Em um cenário global marcado por mudanças climáticas aceleradas, o debate sobre o custo da inação climática ganha urgência sem precedentes. A cada década sem medidas efetivas, países e empresas enfrentam perdas econômicas e sociais crescentes, refletidas em orçamentos públicos esgotados e serviços essenciais prejudicados.
Dados recentes mostram que a falta de ação pode representar até um terço do PIB global ao longo deste século. No Brasil, a projeção de perda de R$ 17,1 trilhões em potencial de crescimento econômico em 25 anos reforça a necessidade de decisões imediatas, especialmente diante da frequência crescente de eventos climáticos extremos que já custaram R$ 61 bilhões apenas na última década.
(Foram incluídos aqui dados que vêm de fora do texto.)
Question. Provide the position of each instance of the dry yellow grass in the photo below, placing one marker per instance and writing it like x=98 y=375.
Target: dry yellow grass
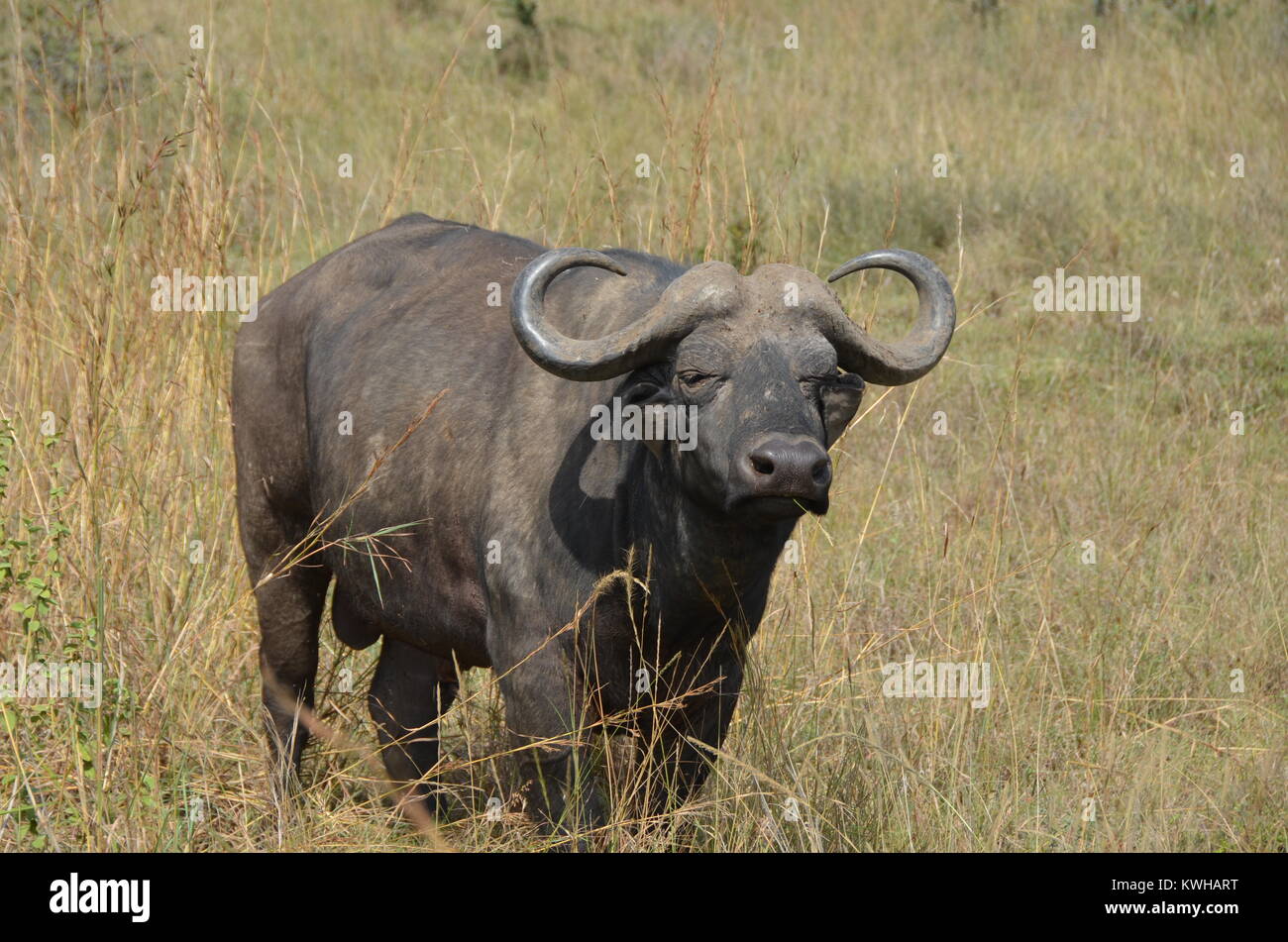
x=1112 y=680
Números e Dados Principais
O impacto econômico da inação climática na Bacia Amazônica é colossal. Entre 14% e 33% do PIB regional podem ser comprometidos até 2070, resultando em perdas anuais entre US$ 525 bilhões e US$ 915 bilhões. Em escala global, a omissão poderá custar até 33% do PIB mundial neste século.
Por outro lado, investimentos de apenas 1% a 2% do PIB em iniciativas de redução de emissões poderiam limitar as perdas a 2%–4% do PIB global. Esses números evidenciam o contraste entre o preço de agir e o custo de continuar inerte.
Estes valores revelam a magnitude das consequências para a floresta e as comunidades que dependem diretamente de seus recursos e serviços, colocando em risco cadeias produtivas e a segurança alimentar regional.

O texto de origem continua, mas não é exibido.